LSN: O que correu mal quando o Papa Pio X tentou combater a heresia do Modernismo? Ele não viveu o suficiente para extirpá-lo completamente ou, como dizem alguns críticos, agiu da maneira errada?

AS: O Papa Pio X legou à Igreja um dos documentos mais importantes da história da Igreja, ou seja, a Encíclica Pascendi Dominici Gregis, que contém uma exposição e refutação magistral do modernismo, reservatório e síntese de todas as heresias.

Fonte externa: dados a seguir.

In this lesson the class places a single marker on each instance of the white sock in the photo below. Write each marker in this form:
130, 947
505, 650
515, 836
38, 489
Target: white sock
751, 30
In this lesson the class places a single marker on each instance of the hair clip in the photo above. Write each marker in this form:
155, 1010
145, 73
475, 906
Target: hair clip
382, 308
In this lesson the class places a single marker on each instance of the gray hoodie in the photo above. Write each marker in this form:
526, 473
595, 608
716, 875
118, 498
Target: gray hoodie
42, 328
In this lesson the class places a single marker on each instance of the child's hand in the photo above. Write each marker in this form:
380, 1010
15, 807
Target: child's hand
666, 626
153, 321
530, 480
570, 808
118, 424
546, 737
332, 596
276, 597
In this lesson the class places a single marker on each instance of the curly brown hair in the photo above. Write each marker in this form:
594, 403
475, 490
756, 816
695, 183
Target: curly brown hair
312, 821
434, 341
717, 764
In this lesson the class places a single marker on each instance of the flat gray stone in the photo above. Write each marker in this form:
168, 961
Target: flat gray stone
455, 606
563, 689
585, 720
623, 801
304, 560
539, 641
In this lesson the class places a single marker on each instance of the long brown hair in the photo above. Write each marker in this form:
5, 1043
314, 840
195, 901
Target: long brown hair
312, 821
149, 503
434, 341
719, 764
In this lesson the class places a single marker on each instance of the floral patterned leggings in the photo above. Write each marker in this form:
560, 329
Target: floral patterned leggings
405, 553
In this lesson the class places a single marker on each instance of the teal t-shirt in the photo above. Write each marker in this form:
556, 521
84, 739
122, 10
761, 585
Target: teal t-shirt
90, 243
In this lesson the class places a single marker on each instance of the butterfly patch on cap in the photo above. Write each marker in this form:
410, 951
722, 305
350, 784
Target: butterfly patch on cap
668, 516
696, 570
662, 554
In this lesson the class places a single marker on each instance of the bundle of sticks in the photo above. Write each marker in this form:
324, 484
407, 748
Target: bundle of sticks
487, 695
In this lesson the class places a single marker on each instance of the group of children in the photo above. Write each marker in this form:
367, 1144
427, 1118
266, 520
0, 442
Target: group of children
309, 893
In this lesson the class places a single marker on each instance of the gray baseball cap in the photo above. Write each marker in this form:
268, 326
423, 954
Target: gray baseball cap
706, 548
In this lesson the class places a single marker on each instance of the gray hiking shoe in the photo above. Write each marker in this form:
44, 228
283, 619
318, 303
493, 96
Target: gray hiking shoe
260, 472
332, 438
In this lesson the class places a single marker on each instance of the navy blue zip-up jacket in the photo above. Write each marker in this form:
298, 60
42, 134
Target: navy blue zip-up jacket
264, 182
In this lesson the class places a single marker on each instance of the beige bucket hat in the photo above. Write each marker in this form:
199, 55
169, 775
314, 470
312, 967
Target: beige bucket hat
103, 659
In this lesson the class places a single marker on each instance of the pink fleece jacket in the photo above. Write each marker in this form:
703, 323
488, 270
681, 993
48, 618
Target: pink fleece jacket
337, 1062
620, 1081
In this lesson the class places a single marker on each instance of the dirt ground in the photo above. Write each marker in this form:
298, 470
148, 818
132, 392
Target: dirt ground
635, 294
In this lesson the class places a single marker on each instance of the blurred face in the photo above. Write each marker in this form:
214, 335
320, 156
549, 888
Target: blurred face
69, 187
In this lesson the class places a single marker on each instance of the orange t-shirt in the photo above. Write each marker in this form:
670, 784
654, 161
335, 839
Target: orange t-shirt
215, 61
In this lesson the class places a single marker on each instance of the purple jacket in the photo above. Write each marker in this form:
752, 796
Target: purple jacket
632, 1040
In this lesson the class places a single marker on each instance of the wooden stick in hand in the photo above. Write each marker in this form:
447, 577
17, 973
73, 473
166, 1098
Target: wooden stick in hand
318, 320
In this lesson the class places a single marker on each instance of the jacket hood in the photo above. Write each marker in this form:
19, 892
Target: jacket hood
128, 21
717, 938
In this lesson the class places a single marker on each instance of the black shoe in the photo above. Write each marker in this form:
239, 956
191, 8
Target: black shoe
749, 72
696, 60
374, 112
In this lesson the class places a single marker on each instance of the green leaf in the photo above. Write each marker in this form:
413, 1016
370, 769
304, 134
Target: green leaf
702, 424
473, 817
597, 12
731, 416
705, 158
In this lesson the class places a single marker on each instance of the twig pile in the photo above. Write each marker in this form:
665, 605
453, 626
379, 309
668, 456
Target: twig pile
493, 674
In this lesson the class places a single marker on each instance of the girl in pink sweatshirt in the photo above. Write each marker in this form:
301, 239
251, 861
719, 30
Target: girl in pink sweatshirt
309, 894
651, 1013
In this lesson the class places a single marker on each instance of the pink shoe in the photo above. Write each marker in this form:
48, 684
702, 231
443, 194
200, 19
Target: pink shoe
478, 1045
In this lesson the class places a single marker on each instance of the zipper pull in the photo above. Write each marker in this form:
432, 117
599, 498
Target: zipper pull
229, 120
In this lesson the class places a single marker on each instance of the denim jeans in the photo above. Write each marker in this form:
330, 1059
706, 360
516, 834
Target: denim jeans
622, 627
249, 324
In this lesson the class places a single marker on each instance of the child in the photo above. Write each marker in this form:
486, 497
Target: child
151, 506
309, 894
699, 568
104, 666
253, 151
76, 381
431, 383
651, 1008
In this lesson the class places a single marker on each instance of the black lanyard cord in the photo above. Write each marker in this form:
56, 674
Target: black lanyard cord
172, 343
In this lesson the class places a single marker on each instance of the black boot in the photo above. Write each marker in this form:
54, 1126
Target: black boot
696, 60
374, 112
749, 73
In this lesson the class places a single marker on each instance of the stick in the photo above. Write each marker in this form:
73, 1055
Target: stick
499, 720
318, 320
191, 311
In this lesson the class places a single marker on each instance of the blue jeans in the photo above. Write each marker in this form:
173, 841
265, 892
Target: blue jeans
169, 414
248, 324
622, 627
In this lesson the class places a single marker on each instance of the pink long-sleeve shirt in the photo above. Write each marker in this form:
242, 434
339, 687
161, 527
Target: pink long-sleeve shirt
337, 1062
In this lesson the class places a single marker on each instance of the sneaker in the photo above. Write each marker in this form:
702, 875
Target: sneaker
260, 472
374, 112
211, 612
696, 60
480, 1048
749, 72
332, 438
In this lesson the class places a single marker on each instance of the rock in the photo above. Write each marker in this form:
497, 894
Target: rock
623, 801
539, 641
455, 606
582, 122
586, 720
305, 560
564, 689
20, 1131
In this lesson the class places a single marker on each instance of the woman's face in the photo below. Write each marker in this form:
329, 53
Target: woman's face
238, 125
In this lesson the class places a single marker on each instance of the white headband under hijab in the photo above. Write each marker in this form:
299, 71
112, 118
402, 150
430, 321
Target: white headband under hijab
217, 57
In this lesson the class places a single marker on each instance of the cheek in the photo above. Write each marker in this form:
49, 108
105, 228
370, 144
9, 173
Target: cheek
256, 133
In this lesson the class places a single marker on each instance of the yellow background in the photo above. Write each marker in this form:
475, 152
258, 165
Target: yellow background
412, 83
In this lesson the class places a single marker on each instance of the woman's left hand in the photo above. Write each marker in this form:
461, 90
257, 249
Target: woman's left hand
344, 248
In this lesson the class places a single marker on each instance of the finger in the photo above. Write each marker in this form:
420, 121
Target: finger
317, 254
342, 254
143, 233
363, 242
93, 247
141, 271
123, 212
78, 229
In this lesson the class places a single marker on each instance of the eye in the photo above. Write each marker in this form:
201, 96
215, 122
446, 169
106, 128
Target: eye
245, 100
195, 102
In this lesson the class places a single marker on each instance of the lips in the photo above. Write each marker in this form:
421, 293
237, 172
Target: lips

Durante o pontificado de Pio X, os modernistas permaneceram escondidos em seus buracos e, depois, começaram lentamente a sair por meio da política pessoal eclesiástica.

Há alguns indícios de que o Papa Pio X nem sempre foi suficientemente vigilante na seleção dos candidatos ao cardinalato. A nomeação do Arcebispo Giacomo della Chiesa apenas três meses antes da morte de Pio X revelou-se fatídica, pois, sendo aluno do conhecido cardeal liberal Rampolla, tornou-se, como Papa Bento XV, o sucessor de Pio X. Não era segredo que o Arcebispo Giacomo della Chiesa discordava da política intransigente de Pio X. Sob o pontificado de Bento XV o cuidado e a vigilância necessários na seleção dos candidatos ao episcopado e ao cardinalato começaram a diminuir e, durante os pontificados subsequentes, abriu lentamente o caminho para a situação no início do Concílio Vaticano II, onde a grande maioria do episcopado já estava infetada com simpatias acríticas pelo liberalismo teológico.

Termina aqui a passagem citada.